In January, the EEOC released its annual accounting for reports of discrimination in the previous year. Allegations of retaliation were the most frequently filed charge, which disability coming in second. Age discrimination cases accounted for 21.4% of filed charges. As we’ve reported before, not all age discrimination complaints rise to the level of illegal discrimination. In Cesario v. Jewel Food Stores, Inc., the federal court dismissed the claims of age discrimination, even though seven (7) plaintiffs made similar claims against the grocery store.

What Cesario v. Jewel Food Stores was about

In Cesario, all but one of the seven plaintiffs had spent years with Jewel Food building their careers. When Jewel went through some financial troubles, the plaintiffs allege that they began to “experience significant pressure at work… (and) were eventually forced out or terminated because of their age or disability.” Jewel Food requested summary judgment to dismiss the claims.

The seven plaintiffs made the same type of complaints. Beginning in 2014, store directors were under pressure to improve metrics and customer satisfaction. Cesario alleges that the Jewel district manager asked about his age. Another director alleges that younger store directors were transferred to stores with less difficulties. One plaintiff alleged that Jewel Food managers asked him about his retirement. The EEOC complaints began in late 2015. The plaintiffs retired or were fired and subsequently filed a lawsuit against their company.

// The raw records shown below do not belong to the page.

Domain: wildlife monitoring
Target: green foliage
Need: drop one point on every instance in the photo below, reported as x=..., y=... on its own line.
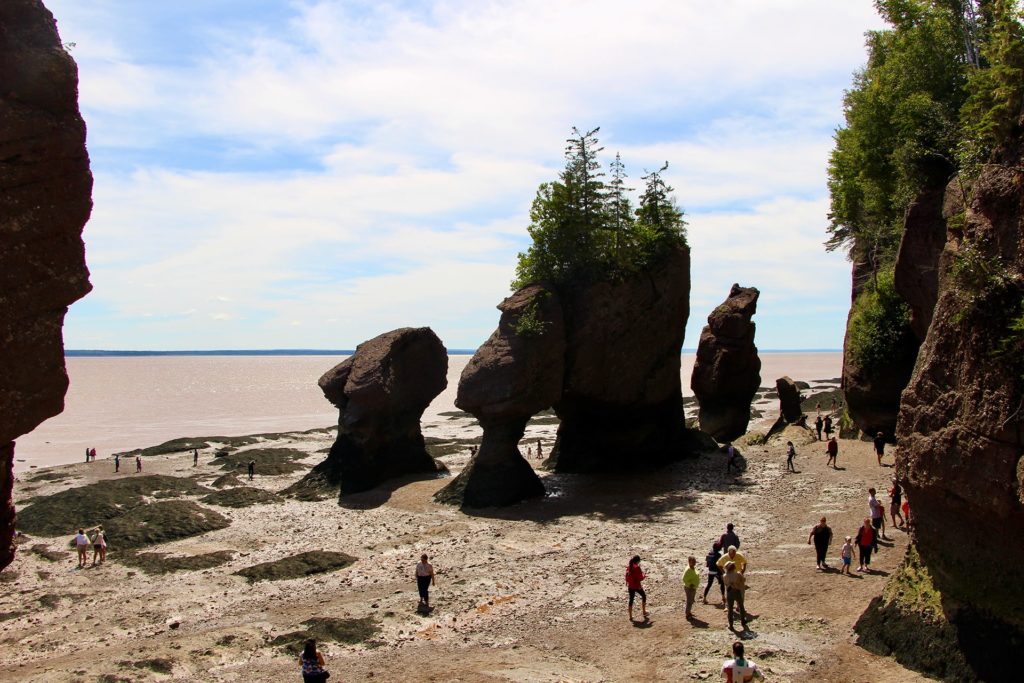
x=880, y=326
x=584, y=229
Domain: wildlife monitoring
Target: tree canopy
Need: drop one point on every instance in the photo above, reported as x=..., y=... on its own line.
x=585, y=228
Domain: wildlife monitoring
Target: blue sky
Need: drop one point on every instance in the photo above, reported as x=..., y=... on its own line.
x=275, y=174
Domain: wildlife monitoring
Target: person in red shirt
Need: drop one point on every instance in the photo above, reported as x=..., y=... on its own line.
x=634, y=577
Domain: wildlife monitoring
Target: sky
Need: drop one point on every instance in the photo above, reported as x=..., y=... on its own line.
x=309, y=174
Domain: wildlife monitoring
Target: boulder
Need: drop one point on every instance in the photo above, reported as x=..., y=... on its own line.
x=515, y=374
x=727, y=370
x=45, y=200
x=622, y=403
x=381, y=392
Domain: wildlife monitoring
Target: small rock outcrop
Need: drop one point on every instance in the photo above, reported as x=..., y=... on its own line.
x=45, y=200
x=515, y=374
x=727, y=371
x=381, y=392
x=622, y=403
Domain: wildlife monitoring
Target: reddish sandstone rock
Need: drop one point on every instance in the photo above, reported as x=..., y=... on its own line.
x=45, y=200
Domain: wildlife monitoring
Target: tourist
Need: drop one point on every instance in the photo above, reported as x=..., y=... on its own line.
x=312, y=664
x=846, y=555
x=738, y=670
x=895, y=500
x=833, y=450
x=729, y=538
x=424, y=580
x=735, y=589
x=691, y=581
x=821, y=536
x=733, y=458
x=878, y=515
x=98, y=546
x=733, y=556
x=634, y=580
x=865, y=542
x=714, y=573
x=82, y=545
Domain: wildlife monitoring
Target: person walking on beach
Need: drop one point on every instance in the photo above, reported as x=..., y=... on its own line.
x=833, y=450
x=312, y=664
x=98, y=546
x=714, y=573
x=735, y=589
x=865, y=541
x=729, y=538
x=846, y=555
x=691, y=582
x=821, y=536
x=424, y=580
x=634, y=581
x=738, y=670
x=82, y=545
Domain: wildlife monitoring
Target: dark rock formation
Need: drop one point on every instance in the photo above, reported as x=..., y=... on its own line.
x=622, y=403
x=381, y=392
x=517, y=373
x=45, y=200
x=727, y=371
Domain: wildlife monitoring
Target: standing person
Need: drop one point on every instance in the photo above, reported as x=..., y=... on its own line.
x=714, y=573
x=833, y=450
x=634, y=580
x=865, y=541
x=895, y=500
x=846, y=554
x=878, y=516
x=735, y=589
x=691, y=581
x=728, y=539
x=821, y=536
x=82, y=545
x=424, y=580
x=738, y=670
x=98, y=546
x=312, y=664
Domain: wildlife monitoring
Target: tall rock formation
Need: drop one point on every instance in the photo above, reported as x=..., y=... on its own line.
x=380, y=392
x=515, y=374
x=622, y=402
x=727, y=370
x=45, y=200
x=961, y=436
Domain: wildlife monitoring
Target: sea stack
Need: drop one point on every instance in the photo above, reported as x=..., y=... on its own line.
x=380, y=392
x=727, y=370
x=45, y=201
x=515, y=374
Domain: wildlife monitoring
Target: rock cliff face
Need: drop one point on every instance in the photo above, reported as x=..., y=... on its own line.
x=381, y=392
x=727, y=371
x=622, y=400
x=45, y=200
x=517, y=373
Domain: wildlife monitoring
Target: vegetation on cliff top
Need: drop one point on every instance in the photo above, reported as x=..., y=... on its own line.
x=585, y=229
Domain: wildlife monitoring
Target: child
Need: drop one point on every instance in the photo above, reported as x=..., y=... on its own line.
x=847, y=555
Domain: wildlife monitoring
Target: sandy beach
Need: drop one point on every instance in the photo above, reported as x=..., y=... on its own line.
x=534, y=592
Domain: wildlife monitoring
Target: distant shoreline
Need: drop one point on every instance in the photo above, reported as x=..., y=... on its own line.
x=104, y=353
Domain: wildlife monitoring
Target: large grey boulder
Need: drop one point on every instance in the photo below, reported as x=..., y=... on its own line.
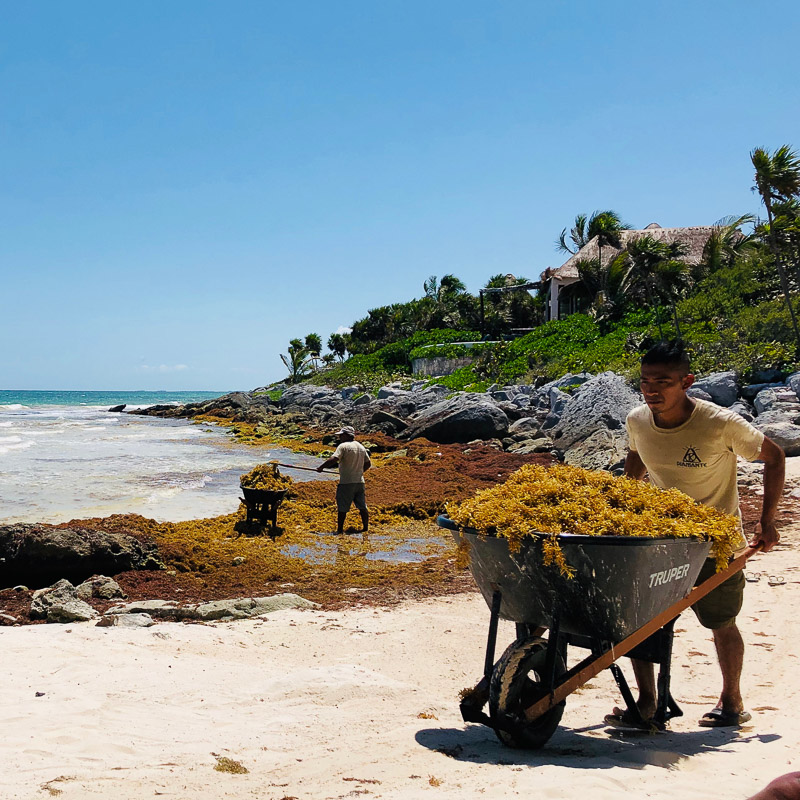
x=388, y=423
x=462, y=418
x=721, y=386
x=601, y=403
x=391, y=391
x=126, y=621
x=236, y=406
x=700, y=394
x=785, y=434
x=60, y=603
x=743, y=409
x=39, y=555
x=237, y=608
x=793, y=382
x=604, y=449
x=524, y=425
x=752, y=389
x=102, y=587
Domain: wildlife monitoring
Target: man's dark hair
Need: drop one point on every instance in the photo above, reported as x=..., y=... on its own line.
x=670, y=354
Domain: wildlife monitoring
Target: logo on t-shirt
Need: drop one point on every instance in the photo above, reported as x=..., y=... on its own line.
x=691, y=459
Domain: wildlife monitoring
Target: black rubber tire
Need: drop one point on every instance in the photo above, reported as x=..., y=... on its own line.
x=515, y=685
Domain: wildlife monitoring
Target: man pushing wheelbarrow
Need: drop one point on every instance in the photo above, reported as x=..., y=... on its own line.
x=607, y=564
x=690, y=444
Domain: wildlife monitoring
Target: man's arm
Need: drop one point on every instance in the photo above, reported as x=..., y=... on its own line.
x=330, y=463
x=774, y=467
x=634, y=466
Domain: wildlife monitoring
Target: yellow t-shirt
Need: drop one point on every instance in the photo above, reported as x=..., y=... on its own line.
x=353, y=457
x=698, y=457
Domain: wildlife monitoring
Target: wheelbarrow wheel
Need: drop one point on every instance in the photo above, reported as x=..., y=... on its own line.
x=516, y=684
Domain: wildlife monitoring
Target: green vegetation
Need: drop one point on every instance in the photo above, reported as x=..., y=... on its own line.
x=734, y=305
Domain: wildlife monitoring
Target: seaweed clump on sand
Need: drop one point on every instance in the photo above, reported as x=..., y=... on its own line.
x=565, y=499
x=404, y=556
x=266, y=477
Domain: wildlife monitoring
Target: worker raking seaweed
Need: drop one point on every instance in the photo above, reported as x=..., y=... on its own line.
x=266, y=477
x=353, y=461
x=692, y=445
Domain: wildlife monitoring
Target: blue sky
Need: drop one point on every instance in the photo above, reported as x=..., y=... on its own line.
x=185, y=186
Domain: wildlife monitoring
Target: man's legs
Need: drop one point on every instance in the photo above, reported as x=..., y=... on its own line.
x=716, y=611
x=360, y=500
x=730, y=653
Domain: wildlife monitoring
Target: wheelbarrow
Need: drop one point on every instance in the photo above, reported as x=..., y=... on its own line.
x=262, y=506
x=623, y=600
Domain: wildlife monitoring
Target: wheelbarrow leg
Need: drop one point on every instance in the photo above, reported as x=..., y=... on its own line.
x=473, y=701
x=656, y=649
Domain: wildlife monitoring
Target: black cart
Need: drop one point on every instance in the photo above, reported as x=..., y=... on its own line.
x=623, y=600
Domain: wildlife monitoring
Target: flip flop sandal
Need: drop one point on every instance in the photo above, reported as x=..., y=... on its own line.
x=718, y=718
x=627, y=722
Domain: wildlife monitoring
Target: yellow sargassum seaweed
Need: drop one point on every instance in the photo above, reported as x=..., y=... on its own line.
x=266, y=477
x=564, y=499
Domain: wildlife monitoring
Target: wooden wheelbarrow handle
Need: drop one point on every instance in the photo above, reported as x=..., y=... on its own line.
x=591, y=666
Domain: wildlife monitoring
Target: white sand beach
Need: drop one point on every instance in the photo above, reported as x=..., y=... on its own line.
x=364, y=703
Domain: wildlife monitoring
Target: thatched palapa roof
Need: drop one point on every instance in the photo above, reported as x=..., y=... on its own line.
x=693, y=239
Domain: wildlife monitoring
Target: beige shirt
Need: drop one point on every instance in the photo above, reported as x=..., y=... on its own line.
x=353, y=457
x=698, y=457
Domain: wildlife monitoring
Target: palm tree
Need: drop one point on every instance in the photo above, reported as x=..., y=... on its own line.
x=441, y=298
x=337, y=344
x=510, y=307
x=777, y=180
x=606, y=286
x=313, y=344
x=297, y=360
x=723, y=246
x=604, y=224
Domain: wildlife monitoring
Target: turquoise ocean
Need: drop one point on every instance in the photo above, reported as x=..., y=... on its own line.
x=64, y=456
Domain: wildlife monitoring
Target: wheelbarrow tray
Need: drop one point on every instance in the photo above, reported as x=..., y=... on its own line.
x=620, y=582
x=263, y=495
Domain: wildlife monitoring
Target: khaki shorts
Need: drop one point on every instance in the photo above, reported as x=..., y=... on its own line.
x=718, y=609
x=349, y=493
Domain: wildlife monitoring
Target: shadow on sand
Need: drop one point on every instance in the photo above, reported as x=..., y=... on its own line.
x=587, y=748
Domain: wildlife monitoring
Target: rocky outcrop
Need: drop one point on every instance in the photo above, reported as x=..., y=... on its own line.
x=601, y=403
x=566, y=412
x=459, y=419
x=237, y=407
x=720, y=387
x=60, y=603
x=38, y=555
x=237, y=608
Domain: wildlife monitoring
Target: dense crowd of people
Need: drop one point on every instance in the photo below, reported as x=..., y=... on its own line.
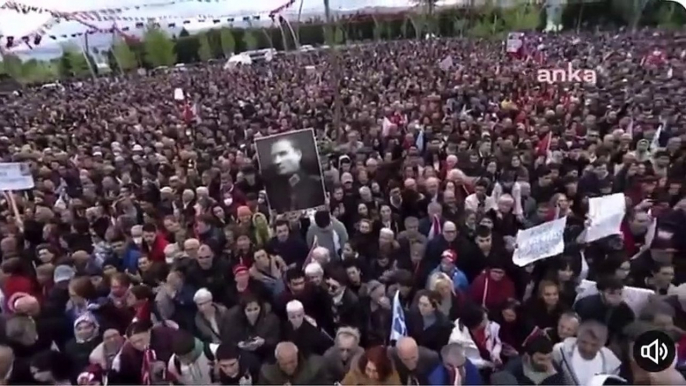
x=147, y=252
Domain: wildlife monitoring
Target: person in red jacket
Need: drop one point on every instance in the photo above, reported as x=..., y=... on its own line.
x=17, y=282
x=153, y=243
x=492, y=287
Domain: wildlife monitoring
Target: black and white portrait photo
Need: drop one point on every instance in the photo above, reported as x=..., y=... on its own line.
x=289, y=164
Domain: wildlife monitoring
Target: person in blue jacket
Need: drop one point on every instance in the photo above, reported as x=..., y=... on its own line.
x=454, y=362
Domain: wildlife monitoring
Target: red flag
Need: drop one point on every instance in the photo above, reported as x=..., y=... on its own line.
x=188, y=113
x=310, y=254
x=544, y=145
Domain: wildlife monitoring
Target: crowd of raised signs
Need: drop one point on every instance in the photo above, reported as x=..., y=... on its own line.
x=480, y=227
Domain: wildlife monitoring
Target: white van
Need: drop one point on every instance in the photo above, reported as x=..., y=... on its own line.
x=235, y=60
x=263, y=55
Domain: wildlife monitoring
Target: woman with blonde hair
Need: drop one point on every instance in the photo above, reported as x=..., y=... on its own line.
x=374, y=367
x=261, y=231
x=451, y=300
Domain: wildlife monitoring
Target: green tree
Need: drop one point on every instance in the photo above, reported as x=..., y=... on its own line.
x=522, y=17
x=228, y=42
x=339, y=35
x=204, y=49
x=12, y=66
x=35, y=71
x=378, y=29
x=459, y=26
x=72, y=62
x=124, y=56
x=418, y=22
x=429, y=21
x=630, y=11
x=250, y=40
x=159, y=48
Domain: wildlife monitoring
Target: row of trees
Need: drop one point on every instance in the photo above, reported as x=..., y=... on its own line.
x=156, y=48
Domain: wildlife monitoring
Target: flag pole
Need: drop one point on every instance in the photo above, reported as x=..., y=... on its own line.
x=84, y=50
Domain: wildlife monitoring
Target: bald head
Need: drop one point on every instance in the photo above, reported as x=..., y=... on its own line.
x=286, y=354
x=408, y=352
x=406, y=344
x=285, y=349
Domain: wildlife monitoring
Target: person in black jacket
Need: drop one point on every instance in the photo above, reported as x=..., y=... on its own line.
x=291, y=247
x=346, y=310
x=13, y=371
x=536, y=363
x=429, y=326
x=607, y=306
x=234, y=367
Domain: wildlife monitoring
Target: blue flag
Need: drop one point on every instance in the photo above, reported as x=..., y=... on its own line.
x=398, y=326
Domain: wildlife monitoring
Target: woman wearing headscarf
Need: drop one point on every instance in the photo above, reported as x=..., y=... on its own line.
x=260, y=230
x=254, y=328
x=51, y=368
x=86, y=339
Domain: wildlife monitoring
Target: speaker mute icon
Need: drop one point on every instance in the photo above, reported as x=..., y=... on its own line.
x=654, y=351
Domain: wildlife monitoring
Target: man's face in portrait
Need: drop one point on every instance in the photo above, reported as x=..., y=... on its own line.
x=285, y=157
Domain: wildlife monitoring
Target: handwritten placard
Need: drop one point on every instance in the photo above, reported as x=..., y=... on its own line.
x=634, y=297
x=605, y=215
x=539, y=242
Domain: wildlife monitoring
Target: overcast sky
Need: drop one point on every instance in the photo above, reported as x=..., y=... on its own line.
x=18, y=24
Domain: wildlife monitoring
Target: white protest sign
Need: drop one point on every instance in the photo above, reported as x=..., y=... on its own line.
x=178, y=94
x=634, y=297
x=446, y=63
x=605, y=214
x=514, y=42
x=15, y=176
x=539, y=242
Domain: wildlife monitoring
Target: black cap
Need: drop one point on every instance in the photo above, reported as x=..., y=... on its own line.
x=227, y=351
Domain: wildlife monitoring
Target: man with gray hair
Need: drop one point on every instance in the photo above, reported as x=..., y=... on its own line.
x=344, y=353
x=321, y=255
x=455, y=368
x=586, y=355
x=302, y=330
x=292, y=368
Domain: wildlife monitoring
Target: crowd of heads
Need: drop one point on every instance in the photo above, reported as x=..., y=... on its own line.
x=150, y=230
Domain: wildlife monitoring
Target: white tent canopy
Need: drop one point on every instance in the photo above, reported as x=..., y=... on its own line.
x=193, y=15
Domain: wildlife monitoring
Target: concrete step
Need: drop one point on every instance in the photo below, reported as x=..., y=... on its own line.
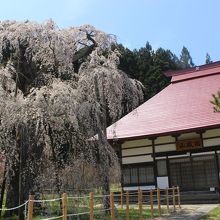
x=199, y=197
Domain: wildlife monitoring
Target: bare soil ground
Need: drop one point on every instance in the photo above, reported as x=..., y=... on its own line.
x=189, y=212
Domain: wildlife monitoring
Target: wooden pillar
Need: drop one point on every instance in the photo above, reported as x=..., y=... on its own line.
x=140, y=204
x=127, y=206
x=158, y=201
x=178, y=196
x=122, y=198
x=151, y=204
x=154, y=161
x=167, y=199
x=64, y=205
x=30, y=207
x=174, y=199
x=112, y=206
x=91, y=206
x=218, y=167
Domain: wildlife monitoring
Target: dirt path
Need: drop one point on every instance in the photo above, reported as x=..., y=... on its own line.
x=189, y=212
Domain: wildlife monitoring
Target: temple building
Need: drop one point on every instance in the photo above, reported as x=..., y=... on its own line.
x=174, y=137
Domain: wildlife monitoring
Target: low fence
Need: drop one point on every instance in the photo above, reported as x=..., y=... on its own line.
x=146, y=204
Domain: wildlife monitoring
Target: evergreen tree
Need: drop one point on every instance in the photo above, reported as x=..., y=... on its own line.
x=186, y=59
x=208, y=59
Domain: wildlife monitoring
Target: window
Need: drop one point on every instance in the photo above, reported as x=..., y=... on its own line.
x=162, y=168
x=138, y=174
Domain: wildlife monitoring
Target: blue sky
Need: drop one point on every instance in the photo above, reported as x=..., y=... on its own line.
x=164, y=23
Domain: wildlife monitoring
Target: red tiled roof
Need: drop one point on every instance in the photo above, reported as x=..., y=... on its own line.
x=184, y=105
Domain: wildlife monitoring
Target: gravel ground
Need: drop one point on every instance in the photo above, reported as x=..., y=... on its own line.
x=189, y=212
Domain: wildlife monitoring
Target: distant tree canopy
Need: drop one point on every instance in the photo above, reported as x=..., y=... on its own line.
x=148, y=66
x=208, y=59
x=186, y=59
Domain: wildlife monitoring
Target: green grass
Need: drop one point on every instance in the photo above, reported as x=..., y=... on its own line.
x=212, y=215
x=119, y=214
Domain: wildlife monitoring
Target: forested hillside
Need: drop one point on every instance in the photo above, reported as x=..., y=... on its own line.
x=148, y=65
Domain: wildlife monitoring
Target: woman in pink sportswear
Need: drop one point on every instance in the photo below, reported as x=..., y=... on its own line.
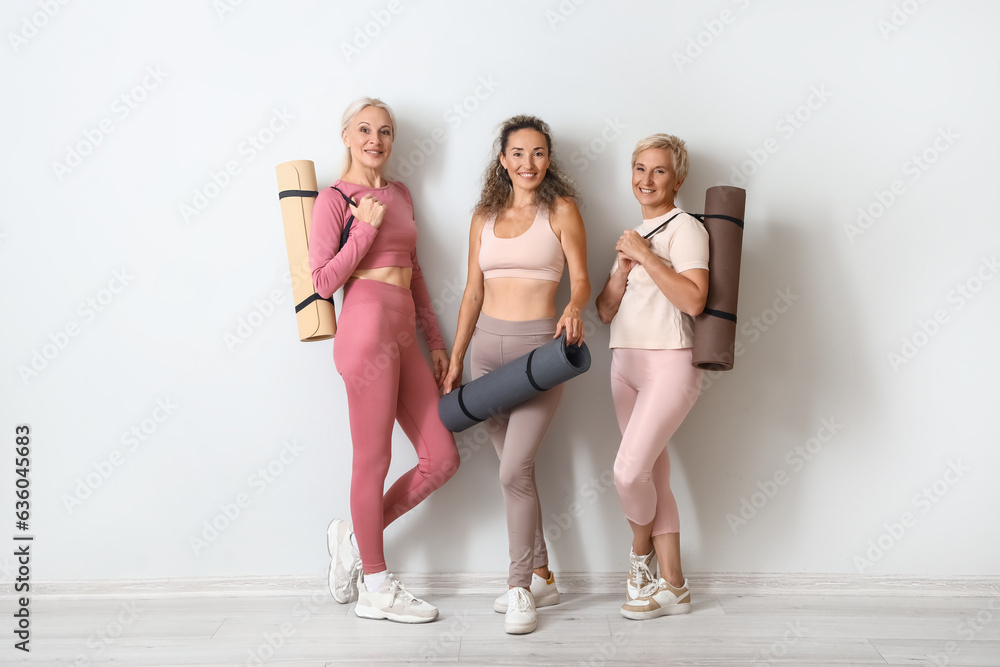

Age discrimination is prohibited by the Age Discrimination in Employment Act of 1967, (ADEA). The ADEA prevents disparate treatment based on age for workers over 40 years old. However, plaintiffs who allege disparate treatment must establish that the adverse reactions wouldn’t have occurred but for age. Because none of the plaintiffs could specifically point to age as the only determination of their case, the court dismissed the case.

A word to wise businesses

Jewel Food was able to demonstrate their own actions in the case through careful documentation. Although there was no evidence that age played a factor in any discharge decision, Jewel Food could document their personnel decisions across the board. The plaintiffs also didn’t exhaust all administrative remedies. This led to the case being dropped.

Lesson learned – Make perssonel decisions based on performance and evidence. Don’t use age as a factor. Keep documentation to support your decisions.